Le baron perché extrait (page 1 sur 5)

Côme était dans son yeuse. Les branches s'agitaient, ponts jetés très loin au-dessus du sol. Un léger vent soufflait et le soleil brillait au travers du feuillage. Pour apercevoir Côme, nous devions faire un abat-jour de nos mains. Côme regardait le monde du haut de son arbre : tout, vu de là, était différent. C'était un premier sujet d'amusement. L'allée apparaissait dans une tout autre perspective, et après elle les plates-bandes, les hortensias, les camélias, la table de fer sur laquelle on prenait le café dans le jardin. Plus loin, les chevelures des arbres étaient de plus en plus clairsemées ; les potagers devenaient de petits champs échelonnés, soutenus par des murs de pierre ; le dos de la colline, plus sombre, était couvert d'oliveraies ; derrière, le hameau d'Ombreuse offrait ses toits de brique et d'ardoise ; en bas, on voyait pointer les antennes des bateaux : là se trouvait le port. Tout au fond, c'était la mer, haute sur l'horizon; lentement passait un voilier.
Après le café, le Baron et la Générale sortirent dans le jardin.

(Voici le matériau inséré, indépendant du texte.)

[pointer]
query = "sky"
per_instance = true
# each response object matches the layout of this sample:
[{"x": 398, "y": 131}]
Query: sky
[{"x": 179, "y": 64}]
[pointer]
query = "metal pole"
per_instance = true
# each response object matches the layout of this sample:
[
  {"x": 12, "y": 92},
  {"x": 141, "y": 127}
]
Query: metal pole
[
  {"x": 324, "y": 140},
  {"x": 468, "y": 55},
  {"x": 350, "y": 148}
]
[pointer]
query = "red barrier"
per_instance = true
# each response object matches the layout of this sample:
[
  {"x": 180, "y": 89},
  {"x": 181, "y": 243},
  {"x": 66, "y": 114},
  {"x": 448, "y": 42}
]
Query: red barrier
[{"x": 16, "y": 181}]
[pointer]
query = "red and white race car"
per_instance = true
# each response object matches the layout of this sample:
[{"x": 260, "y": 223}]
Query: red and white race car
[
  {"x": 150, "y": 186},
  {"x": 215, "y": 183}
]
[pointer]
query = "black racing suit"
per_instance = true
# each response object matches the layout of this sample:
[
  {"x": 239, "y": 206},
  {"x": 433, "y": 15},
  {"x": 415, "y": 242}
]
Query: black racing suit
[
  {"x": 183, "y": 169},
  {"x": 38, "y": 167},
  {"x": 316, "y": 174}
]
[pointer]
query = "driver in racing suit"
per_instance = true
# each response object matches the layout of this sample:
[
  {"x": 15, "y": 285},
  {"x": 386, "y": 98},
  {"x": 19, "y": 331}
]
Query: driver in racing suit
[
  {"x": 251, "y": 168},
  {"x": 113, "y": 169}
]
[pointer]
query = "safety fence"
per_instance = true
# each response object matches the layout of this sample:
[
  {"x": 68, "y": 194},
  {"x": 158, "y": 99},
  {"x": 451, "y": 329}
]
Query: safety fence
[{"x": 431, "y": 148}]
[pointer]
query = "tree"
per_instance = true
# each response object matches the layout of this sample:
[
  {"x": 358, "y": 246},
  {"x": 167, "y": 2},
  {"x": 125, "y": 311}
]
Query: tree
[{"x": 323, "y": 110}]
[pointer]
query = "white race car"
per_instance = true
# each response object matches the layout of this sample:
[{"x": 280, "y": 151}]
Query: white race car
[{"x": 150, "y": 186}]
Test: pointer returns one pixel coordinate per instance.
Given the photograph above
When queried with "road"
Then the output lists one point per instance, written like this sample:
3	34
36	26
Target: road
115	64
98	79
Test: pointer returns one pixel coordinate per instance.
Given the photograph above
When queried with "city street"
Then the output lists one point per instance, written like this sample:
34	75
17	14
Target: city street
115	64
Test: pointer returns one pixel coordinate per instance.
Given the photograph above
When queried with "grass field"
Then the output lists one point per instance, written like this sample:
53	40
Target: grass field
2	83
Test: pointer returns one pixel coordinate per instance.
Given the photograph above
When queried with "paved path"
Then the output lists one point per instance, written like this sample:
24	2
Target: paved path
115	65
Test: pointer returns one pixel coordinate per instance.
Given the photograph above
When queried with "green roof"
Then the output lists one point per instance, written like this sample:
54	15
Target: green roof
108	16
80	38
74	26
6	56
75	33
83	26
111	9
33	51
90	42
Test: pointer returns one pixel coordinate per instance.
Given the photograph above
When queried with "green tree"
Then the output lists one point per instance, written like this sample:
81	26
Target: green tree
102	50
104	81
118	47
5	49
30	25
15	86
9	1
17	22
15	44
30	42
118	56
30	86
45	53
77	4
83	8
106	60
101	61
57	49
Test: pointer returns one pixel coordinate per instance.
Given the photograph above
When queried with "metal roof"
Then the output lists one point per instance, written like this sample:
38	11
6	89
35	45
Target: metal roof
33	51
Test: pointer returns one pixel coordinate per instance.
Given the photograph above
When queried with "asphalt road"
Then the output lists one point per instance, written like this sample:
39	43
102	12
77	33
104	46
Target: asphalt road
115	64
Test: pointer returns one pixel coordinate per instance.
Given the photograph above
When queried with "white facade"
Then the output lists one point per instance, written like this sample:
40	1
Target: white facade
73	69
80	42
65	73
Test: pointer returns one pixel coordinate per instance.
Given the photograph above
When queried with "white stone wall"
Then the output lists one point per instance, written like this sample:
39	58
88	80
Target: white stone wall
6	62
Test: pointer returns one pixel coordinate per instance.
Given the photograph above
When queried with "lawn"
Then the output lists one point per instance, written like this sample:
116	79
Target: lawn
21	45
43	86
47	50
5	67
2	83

Ils regardaient un rosier, affectant de ne pas accorder à Côme la moindre attention. Ils se donnaient le bras, puis se séparaient pour discuter en gesticulant. Pour ma part, j'allai sous l'yeuse, comme si j'y voulais jouer ; en réalité, je m'efforçais d'attirer l'attention de Côme. Mais lui me gardait rancune et restait là-haut immobile, le regard au loin. Je renonçai à ma tentative et m'accroupis derrière un banc, afin de pouvoir l'observer sans être vu.
Mon frère semblait en sentinelle. Il regardait tout à l'entour et ne trouvait rien de notable. Parmi les citronniers une femme passait, avec une corbeille. Un muletier montait la pente, accroché à la queue de sa mule. Ils ne s'étaient pas aperçus : au bruit des sabots ferrés, la femme se retourna et se pencha vers la route ; mais trop tard. Elle se mit à chanter : le muletier, qui avait déjà dépassé le tournant, fit claquer son fouet, dit : Aah ! à sa mule, et tout finit là. Côme, lui, voyait l'un et l'autre.
L'abbé Fauchelafleur traversa l'allée, son bréviaire ouvert. Côme prit quelque chose sur sa branche et le lui fit tomber sur la tête ; je ne vis pas ce que c'était, une petite araignée, ou un morceau d'écorce ; l'Abbé ne fut pas touché. Côme se mit à fourrager de sa petite épée dans un trou : il fit sortir une guêpe furieuse, la chassa en jouant de son tricorne et suivit des yeux le vol de la bête jusqu'à un plant de courge dans lequel elle se blottit. Vif comme toujours, Monsieur l'Avocat sortit de la maison, prit le petit escalier du jardin et se perdit dans les cordons de vigne ; pour voir où il allait. Côme grimpa sur une autre branche. On entendit un bruissement dans le feuillage et un merle s'envola. Côme, vexé d'être resté tout ce temps dans l'arbre sans avoir rien remarqué, examina le feuillage à contre-jour pour voir s'il ne s'y trouvait pas d'autres oiseaux. Non, il n'y en avait pas.
L'yeuse était proche d'un orme : leurs chevelures se touchaient presque et deux branches passaient à un demi-mètre l'une au-dessus de l'autre. Il ne fut pas difficile à mon frère de franchir ce pas et de conquérir la cime de l'orme : nous n'avions jamais exploré celui-ci, tant ses ramures étaient hautes et grande la difficulté de s'y hisser en partant du sol. De l'orme, en cherchant une branche qui coudoyât un autre arbre, on pouvait passer d'abord sur un caroubier, puis sur un mûrier. C'est ainsi que je vis Côme avancer d'une branche à l'autre, toujours planant au-dessus du jardin.